Heightened safety fears since the March 11 earthquake and tsunami triggered meltdowns and radiation leaks at the Fukushima power plants may hinder restarting of reactors shut for maintenance and leave Japan with no nuclear power by May 2012.
The government faces an uphill battle in winning over an increasingly skeptical public and it suffered a fresh setback on Friday when one of the power utilities revealed the state-run nuclear power regulator tried to manipulate the outcome of a citizen debate on nuclear power four years ago.
"If the Nuclear and Industrial Safety Agency, which as a part of the government is in charge of nuclear safety, has done something that contradicts or is against the government, then this is a problem that would question its existence," Prime Minister Naoto Kan told a news conference.
Kan surprised the public and his own cabinet ministers earlier this month by saying that the world's worst nuclear crisis since 1986 in Chernobyl convinced him that Japan should wean itself off nuclear energy.
A recent poll showed about 70 percent of Japanese voters endorsed that vision.
The government, in its energy policy review, said delaying the restart would lead to a 10 percent power shortage next summer and a 20 percent spike in electricity costs.
It also said Japan would become less dependent on nuclear energy -- a reversal of a 2010 policy that sought to boost nuclear generation as a cheaper and cleaner alternative to fossil fuels. But it stopped short of endorsing Kan's vision of nuclear-free Japan.
"The final shape of nuclear power will be determined through public debate, including whether there will be no more (atomic plants)," Koichiro Gemba, the national strategy minister charged with reviewing Japan's energy policy, told a news conference.
PUBLIC APOLOGIES
Japan's government, and the nuclear watchdog, have come under intense criticism for the accident at the Fukushima nuclear plant, and Kan has said he would resign though he did not specify exactly when.
Revelations by Chubu Electric Power Co that the nuclear watchdog asked it in 2007 to recruit residents to speak in favor of a certain type of nuclear power at a public forum are likely to stoke more anger against the regulator and intensify public calls for Japan to go nuclear-free.

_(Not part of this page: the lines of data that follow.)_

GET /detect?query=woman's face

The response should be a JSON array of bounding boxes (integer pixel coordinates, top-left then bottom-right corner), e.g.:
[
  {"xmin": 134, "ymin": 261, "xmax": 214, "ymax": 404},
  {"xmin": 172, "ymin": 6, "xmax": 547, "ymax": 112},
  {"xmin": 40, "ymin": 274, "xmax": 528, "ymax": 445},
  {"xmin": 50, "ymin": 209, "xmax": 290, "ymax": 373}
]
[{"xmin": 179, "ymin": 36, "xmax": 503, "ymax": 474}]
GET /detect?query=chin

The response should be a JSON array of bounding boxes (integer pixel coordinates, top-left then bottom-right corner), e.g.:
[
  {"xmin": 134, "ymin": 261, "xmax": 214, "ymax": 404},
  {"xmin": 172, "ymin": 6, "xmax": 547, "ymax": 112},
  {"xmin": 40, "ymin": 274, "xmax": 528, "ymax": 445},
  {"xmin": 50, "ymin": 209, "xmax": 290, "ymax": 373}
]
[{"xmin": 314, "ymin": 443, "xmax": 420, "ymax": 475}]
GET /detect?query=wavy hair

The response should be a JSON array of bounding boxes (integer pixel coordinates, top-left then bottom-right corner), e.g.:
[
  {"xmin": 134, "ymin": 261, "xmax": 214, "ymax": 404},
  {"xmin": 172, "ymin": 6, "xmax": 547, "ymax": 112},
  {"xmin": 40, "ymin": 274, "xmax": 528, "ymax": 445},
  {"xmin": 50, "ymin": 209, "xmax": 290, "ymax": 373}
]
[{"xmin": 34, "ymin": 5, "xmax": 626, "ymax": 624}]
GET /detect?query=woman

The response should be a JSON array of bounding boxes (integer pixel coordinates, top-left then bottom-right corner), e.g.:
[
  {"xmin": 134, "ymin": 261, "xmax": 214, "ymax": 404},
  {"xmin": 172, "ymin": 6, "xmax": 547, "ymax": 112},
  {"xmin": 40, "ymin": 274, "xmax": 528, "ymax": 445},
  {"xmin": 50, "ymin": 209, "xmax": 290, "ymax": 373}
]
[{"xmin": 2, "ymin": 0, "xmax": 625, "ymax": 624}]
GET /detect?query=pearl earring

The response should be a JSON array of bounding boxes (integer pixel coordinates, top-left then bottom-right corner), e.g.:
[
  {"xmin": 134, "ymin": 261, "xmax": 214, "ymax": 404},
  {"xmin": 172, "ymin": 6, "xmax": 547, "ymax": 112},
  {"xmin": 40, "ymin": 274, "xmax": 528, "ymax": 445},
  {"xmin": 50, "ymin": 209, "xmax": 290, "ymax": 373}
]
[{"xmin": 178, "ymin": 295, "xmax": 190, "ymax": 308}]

On Friday, another power company apologized for enticing its employees to participate in a 2006 forum on nuclear power, at the request of the trade ministry. Earlier this month, Kyushu Electric Power Co admitted that a senior official asked employees of its affiliates to send email messages in favor of nuclear power.
Trade Minister Banri Kaieda said an independent investigation would be launched into both firms.
In August, the government is expected to announce a plan to set up an independent nuclear regulatory agency, and Gemba said breaking up regional utilities was also an measure being considered to make the nuclear sector more transparent.
Kan had said that Japan would consider separating power generation from distribution, making it easier for new players, such as renewable energy producers to enter the market.